Les États membres de l'espace Schengen devraient être autorisés à instaurer temporairement des contrôles aux frontières dans des situations exceptionnelles. C'est la position que le gouvernement belge - représenté par la ministre de l'Asile et la Migration, Anneleen Van Bossuyt (N-VA) - défendra mardi lors d'une réunion du Conseil "Justice et Affaires intérieures" de l'Union européenne.
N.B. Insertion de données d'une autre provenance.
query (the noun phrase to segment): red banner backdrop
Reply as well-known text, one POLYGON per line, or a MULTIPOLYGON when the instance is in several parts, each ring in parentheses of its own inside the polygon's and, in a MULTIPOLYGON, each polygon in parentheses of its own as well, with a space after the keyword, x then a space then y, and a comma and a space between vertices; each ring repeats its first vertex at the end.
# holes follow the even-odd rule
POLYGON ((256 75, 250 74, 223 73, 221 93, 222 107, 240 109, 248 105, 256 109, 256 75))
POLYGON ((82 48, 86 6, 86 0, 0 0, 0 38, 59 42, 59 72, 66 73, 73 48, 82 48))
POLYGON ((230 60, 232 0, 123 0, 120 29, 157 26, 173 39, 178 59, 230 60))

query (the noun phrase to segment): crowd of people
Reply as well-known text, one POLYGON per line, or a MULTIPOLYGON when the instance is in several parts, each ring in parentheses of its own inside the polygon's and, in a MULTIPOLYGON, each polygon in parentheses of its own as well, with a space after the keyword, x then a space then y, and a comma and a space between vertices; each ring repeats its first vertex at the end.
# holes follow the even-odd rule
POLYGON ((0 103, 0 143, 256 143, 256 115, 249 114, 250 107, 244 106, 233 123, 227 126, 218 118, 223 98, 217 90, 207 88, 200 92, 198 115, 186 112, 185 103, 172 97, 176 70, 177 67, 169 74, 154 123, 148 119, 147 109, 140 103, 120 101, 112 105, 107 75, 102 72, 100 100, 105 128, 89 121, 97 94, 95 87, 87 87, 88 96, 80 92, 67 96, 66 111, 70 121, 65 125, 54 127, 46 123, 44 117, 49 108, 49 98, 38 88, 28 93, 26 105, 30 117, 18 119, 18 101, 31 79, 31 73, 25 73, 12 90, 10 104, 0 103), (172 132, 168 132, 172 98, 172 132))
Celle-ci fait suite aux événements survenus en fin de semaine dernière à Ceuta - enclave espagnole située sur le continent africain, frontalière avec le Maroc - où des tentatives massives et incontrôlées de franchissement illégal de la frontière ont mis sous pression la frontière extérieure de l'Union européenne.
La Belgique soutient l'instauration temporaire de contrôles aux frontières dans l'espace Schengen "dans des situations exceptionnelles"
En temps normal, les personnes sont libres de circuler au sein de l'espace Schengen sans contrôles systématiques aux frontières intérieures. Néanmoins, plusieurs États membres ont mis en place des contrôles temporaires au cours de l'année écoulée.
L'exemple le plus récent est celui de l'Italie, qui a instauré des contrôles aux frontières à la fin de la semaine dernière pour empêcher des migrants ayant rejoint à la nage Ceuta - une enclave espagnole jouxtant le Maroc- depuis le Maroc - de poursuivre leur route vers l'Italie.
Le gouvernement belge soutient que de tels contrôles peuvent être justifiés "dans des situations exceptionnelles", mais souligne que les mesures doivent toujours être "proportionnées, temporaires et ciblées". Après tout, l'accord de Schengen demeure "une pierre angulaire importante de l'intégration européenne et de la libre circulation des personnes".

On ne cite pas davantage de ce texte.